At the head of the socialist regime’s censorship and privacy-breaching framework is the National Commission of Telecommunications (Conatel), the entity that regulates all telecommunications in the country, be it phone, internet, and media.

Conatel has blocked access to dozens of dissenting websites, has forced local TV channels into self-censorship, has penalized political satire, neutered newspapers, closed more than 190 radio stations and taken shows off air, and has ordered private phone carriers to engage in mass surveillance and wiretapping of phone communications to curb dissent.

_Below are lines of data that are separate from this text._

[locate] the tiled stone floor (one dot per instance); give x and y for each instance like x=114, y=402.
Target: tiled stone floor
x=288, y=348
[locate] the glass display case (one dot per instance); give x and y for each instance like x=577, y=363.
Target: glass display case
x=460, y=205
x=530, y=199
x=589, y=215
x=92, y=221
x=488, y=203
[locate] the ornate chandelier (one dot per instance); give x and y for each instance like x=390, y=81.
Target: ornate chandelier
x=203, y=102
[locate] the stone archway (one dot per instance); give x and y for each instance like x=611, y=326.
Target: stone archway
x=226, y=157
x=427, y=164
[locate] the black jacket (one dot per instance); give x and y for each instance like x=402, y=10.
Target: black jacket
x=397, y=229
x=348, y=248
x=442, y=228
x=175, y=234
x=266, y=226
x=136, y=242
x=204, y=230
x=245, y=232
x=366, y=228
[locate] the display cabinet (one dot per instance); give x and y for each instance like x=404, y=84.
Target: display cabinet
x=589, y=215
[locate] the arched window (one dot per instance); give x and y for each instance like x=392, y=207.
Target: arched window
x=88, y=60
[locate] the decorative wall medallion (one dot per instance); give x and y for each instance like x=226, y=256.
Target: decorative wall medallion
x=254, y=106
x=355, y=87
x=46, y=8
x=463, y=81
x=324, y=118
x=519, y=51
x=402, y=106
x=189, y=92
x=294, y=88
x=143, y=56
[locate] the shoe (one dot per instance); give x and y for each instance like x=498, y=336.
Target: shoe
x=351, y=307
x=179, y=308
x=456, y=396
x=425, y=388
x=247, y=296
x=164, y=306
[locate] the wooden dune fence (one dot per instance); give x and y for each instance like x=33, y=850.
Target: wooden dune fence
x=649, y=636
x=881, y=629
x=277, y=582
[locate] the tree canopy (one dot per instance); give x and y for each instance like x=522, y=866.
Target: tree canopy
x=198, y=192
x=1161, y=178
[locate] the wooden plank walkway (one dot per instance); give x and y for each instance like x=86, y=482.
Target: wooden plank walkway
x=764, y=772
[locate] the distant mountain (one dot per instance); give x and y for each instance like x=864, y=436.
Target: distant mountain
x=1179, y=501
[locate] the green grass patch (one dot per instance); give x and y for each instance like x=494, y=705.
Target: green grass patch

MASS-SCALE PHONE SURVEILLANCE
Having lived two thirds of my life under chavismo and lived through the rise of Hugo Chávez’s “Bolivarian Revolution,” I witnessed the constant presence of an unproven fear among friends and family most often expressed with the phrase, “you cannot say that over the phone.” It was a reference to the regime’s alleged — but always unconfirmed — wiretapping of phone conversations.

At first, in the first half of the 2000s, I remember it being a sort of playful urban legend — but with time, and, as the Socialist Party cemented its grip on Venezuela, what was once a myth became a reality with proven evidence.